Since pasteurizing with PPO is the standard in the industry and it is cheaper than pasteurizing with steam, many “natural” food manufacturers are presented with a dilemma: Do they purchase almonds that have been pasteurized with steam or with PPO to make their products (almond butters, snack bars, etc.)? In spite of early reports that steam pasteurization would be so costly that it would simply be prohibitive for many growers and buyers, this has not proved to be the case. In fact, most natural food manufacturers are now using steam-pasteurized almonds in their products, including the makers of all the jarred almond butters sold at Natural Grocers (Maranatha, Arrowhead Mills, Kettle, Justin’s, etc). That said, manufacturers are not required to indicate on their product whether steam-pasteurized or PPO-pasteurized almonds were used, so if you want to be completely sure as to which type of almonds are in the product, we strongly advise you contact the food manufacturer directly and ask them.
Note: There is one case in which you can be sure that the almonds in a product were not PPO pasteurized. If the product is USDA-certified organic, it cannot by law contain almonds that were treated with PPO (or any other synthetic chemicals).
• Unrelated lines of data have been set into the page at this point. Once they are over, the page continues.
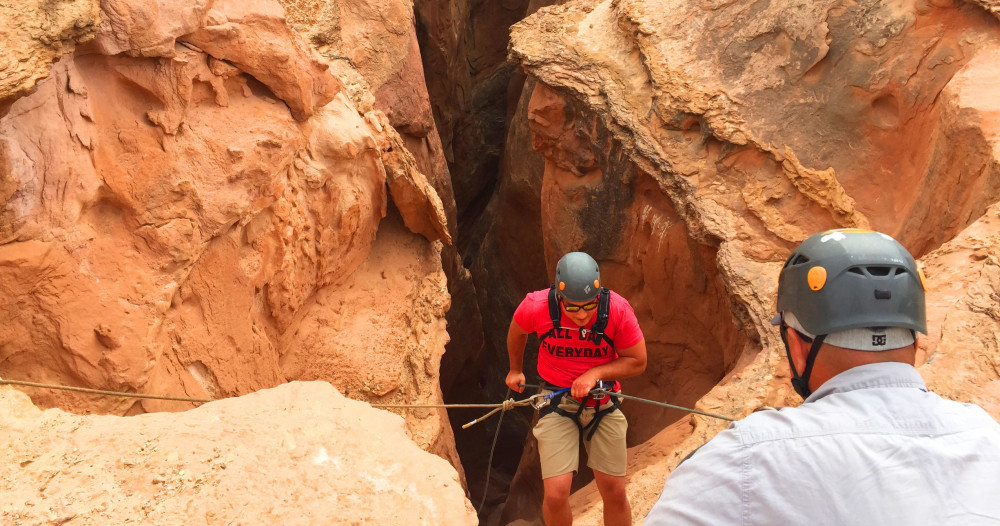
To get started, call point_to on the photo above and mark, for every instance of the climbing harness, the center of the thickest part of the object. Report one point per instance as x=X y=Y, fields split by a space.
x=595 y=333
x=597 y=394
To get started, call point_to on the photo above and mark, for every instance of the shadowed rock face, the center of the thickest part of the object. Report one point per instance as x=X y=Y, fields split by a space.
x=190 y=201
x=738 y=129
x=35 y=34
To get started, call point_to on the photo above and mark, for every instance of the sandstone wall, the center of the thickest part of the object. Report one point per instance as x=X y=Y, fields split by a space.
x=35 y=35
x=691 y=146
x=196 y=204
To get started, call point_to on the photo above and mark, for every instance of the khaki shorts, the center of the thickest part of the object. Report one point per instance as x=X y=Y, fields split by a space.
x=559 y=441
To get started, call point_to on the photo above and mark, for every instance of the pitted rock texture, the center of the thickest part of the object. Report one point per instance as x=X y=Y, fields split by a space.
x=35 y=34
x=691 y=146
x=181 y=201
x=300 y=453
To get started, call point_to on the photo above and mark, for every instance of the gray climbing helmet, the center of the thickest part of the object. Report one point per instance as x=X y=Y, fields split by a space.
x=577 y=277
x=847 y=279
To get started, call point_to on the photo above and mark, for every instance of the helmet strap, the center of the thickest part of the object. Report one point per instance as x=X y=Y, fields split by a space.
x=801 y=383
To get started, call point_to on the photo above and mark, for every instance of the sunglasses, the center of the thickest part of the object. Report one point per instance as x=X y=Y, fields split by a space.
x=576 y=308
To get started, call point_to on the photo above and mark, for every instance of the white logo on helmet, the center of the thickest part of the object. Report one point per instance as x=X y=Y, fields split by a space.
x=836 y=236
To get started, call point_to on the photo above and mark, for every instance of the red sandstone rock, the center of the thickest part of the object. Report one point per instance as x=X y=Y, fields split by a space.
x=33 y=35
x=176 y=215
x=693 y=146
x=300 y=453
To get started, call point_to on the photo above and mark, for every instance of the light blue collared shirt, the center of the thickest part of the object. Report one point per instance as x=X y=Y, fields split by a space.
x=871 y=446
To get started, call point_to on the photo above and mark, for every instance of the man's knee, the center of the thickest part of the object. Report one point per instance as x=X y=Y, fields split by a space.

While all the bulk almonds sold at Natural Grocers are guaranteed to be steam pasteurized, there are some packaged products on our shelves that contain PPO-pasteurized almonds. One such product is Nut Thins, made by BDG. (The almonds used for BDG’s almond milk, Almond Breeze, are pasteurized via blanching and therefore do NOT contain PPO. This is also true of Bob’s Red Mill’s almond meal.) While this is regrettable, we cannot dictate what all our food manufacturers do. In addition, many manufacturers maintain that the extremely low amount of PPO on the nuts used in their product does not pose a significant health hazard. PPO-pasteurized almonds contain about 1/2500 of the lowest amount considered potentially dangerous.(1) At such levels, PPO can be considered no more or less hazardous than the other chemicals commonly found on conventionally grown almonds. (As anyone who buys conventional foods should know, most non-organic crops carry residues of the synthetic pesticides and insecticides they’re treated with.) In fact, some almond buyers claim that the minimal risk posed by trace amounts of PPO is worth the chemical’s impressive sanitizing effect. (PPO rids almonds not just of microbes but of insects and insect larvae as well.)
As for buying packaged products that may contain PPO-pasteurized, we leave this decision up to you. Again, if you want to know whether the almonds used in the product were PPO pasteurized, call the manufacturer. If you find PPO has been used and you disagree with this, let the manufacturer know. (If you’re a fan of Nut Thins and would like to encourage Blue Diamond to change its policy of using PPO-pasteurized almonds in that product, you can call BDG at 916-325-2839.)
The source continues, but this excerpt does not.